I don't know who is lagging behind who, but IMHO the real credit for innovation goes to Fuji. It is too early to say, but for someone like me (who uses mostly ultra wide to normal lenses) Fuji X-PRO1 has the potential to replace my Nikon SLR.
T3: I feel like Nikon's choice to go with such a small sensor for their mirrorless system is akin to Olympus's choice to go with the small 4/3 sensor for their DSLR system. In the end, the choice of such a small sensor (relative to the competition) is what killed them-- or at least hindered their popularity.
I never liked Oly 4/3 slr's. The viewfinder was always too small form me (that's just another drawback of small sensor size).
CriticaI - maybe that is just me but I don't see how Nikon came up with that particular sensor size. I think m4/3 cameras are small enough, sony has managed to produce small APS-C cameras (with ridiculously large glass) and Canon has managed to squeeze something APSC into G1-x.
MikeNYC: wow, emotions are running high. But in my opinion dpreview has a point. This is not the camera everyone wished for. But to be fair, the nikon 1 system might get better with next generation of cameras and new lenses. As is , it looks like a perfectly decent p&s camera.
One thing though is hard to argue with, the small sensor size is always going to be a problem if you like shallow depth of field (and perhaps to a lesser degree high ISO performance). It is hard to argue with physics.
AnHunt- I agree but I would surprised if the high ISO part is still true for the next iteration of the olympus sensors.
pengch - that's certainly putting an optimistic way of looking at it.
But jokes aside, the only real advantage of smallish sensor (as far as I can see) is smallish optics.
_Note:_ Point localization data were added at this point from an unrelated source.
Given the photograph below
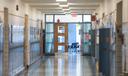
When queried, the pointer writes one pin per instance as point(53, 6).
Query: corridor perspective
point(63, 37)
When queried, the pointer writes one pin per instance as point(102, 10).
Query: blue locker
point(104, 51)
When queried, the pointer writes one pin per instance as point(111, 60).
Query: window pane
point(61, 39)
point(49, 38)
point(61, 49)
point(49, 27)
point(49, 47)
point(87, 18)
point(49, 18)
point(61, 29)
point(68, 18)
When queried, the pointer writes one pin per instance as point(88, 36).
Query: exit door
point(61, 37)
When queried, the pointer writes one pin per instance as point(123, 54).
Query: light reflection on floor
point(62, 65)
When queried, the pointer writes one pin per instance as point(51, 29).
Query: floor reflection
point(63, 65)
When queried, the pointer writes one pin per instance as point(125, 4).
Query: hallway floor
point(63, 65)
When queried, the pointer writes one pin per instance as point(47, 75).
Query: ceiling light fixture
point(61, 0)
point(63, 5)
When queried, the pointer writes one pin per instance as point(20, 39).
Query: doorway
point(61, 37)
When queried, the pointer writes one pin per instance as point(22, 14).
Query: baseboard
point(125, 74)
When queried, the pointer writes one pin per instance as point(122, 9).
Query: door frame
point(56, 34)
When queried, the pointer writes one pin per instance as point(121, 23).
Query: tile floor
point(62, 65)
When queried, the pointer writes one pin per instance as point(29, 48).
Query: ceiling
point(52, 7)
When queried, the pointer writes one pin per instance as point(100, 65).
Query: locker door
point(104, 51)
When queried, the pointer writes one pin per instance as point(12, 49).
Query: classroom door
point(61, 37)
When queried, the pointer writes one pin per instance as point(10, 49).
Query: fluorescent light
point(61, 0)
point(63, 5)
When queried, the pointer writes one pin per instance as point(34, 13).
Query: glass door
point(61, 37)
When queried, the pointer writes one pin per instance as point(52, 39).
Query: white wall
point(23, 8)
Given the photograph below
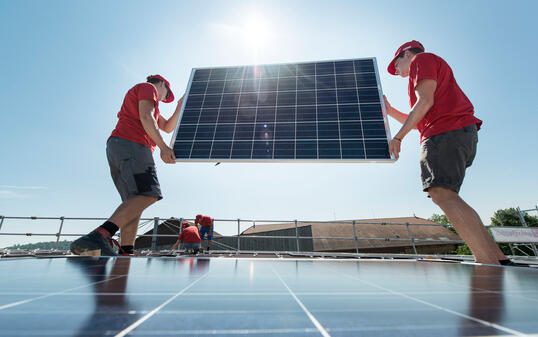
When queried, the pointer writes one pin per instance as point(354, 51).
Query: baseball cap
point(170, 97)
point(408, 45)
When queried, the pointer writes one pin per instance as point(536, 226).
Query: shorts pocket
point(144, 181)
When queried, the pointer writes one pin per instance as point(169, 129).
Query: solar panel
point(330, 111)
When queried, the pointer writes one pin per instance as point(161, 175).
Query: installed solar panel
point(329, 111)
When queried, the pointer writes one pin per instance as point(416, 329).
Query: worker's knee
point(441, 195)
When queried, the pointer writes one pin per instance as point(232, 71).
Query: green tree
point(439, 218)
point(509, 217)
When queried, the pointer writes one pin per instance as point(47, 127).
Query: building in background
point(386, 235)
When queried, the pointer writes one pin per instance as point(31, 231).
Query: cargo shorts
point(132, 168)
point(445, 157)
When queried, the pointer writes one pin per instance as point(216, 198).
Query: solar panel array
point(319, 111)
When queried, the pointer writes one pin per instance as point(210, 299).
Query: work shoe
point(92, 244)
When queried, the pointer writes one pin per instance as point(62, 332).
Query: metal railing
point(296, 225)
point(239, 236)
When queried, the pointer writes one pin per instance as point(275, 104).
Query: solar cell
point(326, 111)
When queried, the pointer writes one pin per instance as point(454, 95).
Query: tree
point(439, 218)
point(509, 217)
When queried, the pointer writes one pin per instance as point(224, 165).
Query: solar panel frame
point(199, 152)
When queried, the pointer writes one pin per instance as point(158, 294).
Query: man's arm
point(393, 112)
point(425, 91)
point(168, 125)
point(146, 110)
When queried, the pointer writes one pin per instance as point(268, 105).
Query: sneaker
point(92, 244)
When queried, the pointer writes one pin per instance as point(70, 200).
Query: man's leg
point(97, 242)
point(128, 235)
point(132, 207)
point(468, 225)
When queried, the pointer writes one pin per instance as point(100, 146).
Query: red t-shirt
point(451, 110)
point(190, 234)
point(129, 125)
point(206, 221)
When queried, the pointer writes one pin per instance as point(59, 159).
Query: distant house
point(385, 235)
point(374, 236)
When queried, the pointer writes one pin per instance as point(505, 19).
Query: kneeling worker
point(189, 237)
point(206, 227)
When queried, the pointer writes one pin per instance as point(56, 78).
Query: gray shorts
point(132, 169)
point(444, 158)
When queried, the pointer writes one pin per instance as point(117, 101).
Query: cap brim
point(391, 68)
point(170, 98)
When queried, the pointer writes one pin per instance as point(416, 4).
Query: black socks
point(127, 249)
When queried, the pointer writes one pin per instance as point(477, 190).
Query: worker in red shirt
point(444, 116)
point(129, 151)
point(189, 237)
point(206, 227)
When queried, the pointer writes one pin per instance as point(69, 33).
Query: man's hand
point(167, 155)
point(394, 147)
point(180, 102)
point(387, 105)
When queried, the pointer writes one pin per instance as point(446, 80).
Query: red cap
point(408, 45)
point(171, 96)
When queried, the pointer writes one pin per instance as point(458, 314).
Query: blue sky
point(66, 66)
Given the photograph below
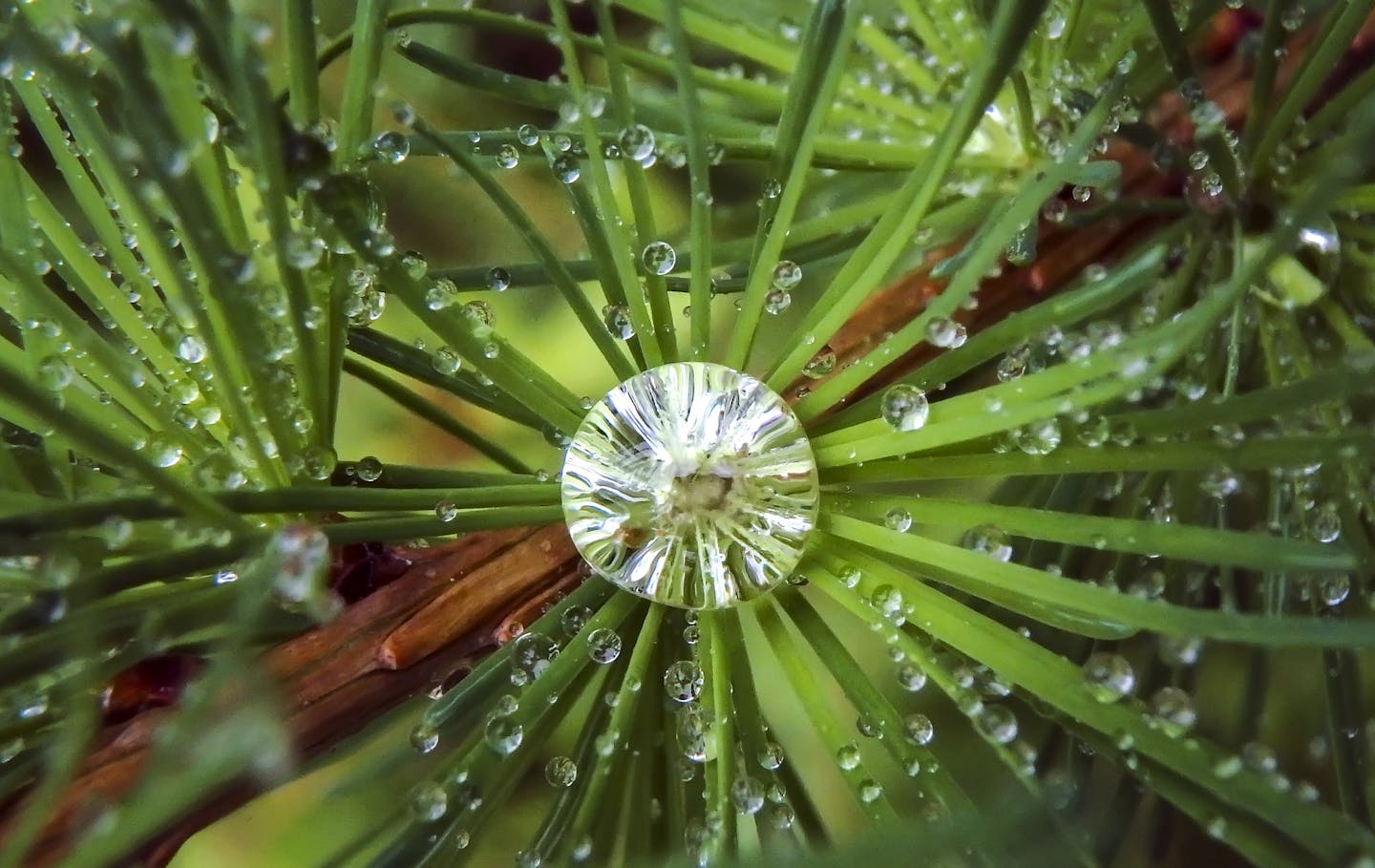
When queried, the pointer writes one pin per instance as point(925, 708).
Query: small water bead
point(637, 142)
point(531, 655)
point(391, 147)
point(603, 646)
point(787, 274)
point(847, 757)
point(318, 462)
point(1333, 589)
point(659, 258)
point(890, 602)
point(771, 755)
point(424, 739)
point(821, 364)
point(946, 333)
point(919, 730)
point(905, 408)
point(478, 311)
point(747, 794)
point(997, 724)
point(1110, 676)
point(1174, 710)
point(911, 677)
point(190, 349)
point(369, 469)
point(446, 361)
point(668, 465)
point(498, 278)
point(989, 540)
point(503, 734)
point(561, 772)
point(1324, 521)
point(430, 802)
point(899, 519)
point(565, 168)
point(616, 317)
point(443, 293)
point(777, 302)
point(1038, 437)
point(684, 681)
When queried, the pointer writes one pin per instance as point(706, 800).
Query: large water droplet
point(690, 484)
point(905, 408)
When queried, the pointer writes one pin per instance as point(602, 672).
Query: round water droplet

Nikon had to draw a line somewhere between compacts and dslrs and in my opinion they needed up too close to compacts. The price is another issue. Interchange lens compacts are pricy in general but I feel Nikon has taken it to the next level.
wow, emotions are running high. But in my opinion dpreview has a point. This is not the camera everyone wished for. But to be fair, the nikon 1 system might get better with next generation of cameras and new lenses. As is , it looks like a perfectly decent p&s camera.
Andrew Booth: Bottom line - these are fashion cameras, that don't offer the photographic control that anyone serious about picture taking would aspire to.
Let's look at depth of field of the lenses compared to full frame:
The Series 1 10mm f2.8 lens is equivalent to a 27mm f8 lens The series 1 10-30 f3.5-5.6 is equivalent to 27-81mm f10-f14
This is a joke. 81mm f14? Try getting good background separation on your portraits with that!
And even if you use a fast full frame Nikkor via an adapter (say a 50 f1.8), you're still shooting at an equivalent of f5 due to the crop factor.
Andrew is right. It doesn't matter what glass you put on it, you'll have to work pretty hard to get shallow depth of field.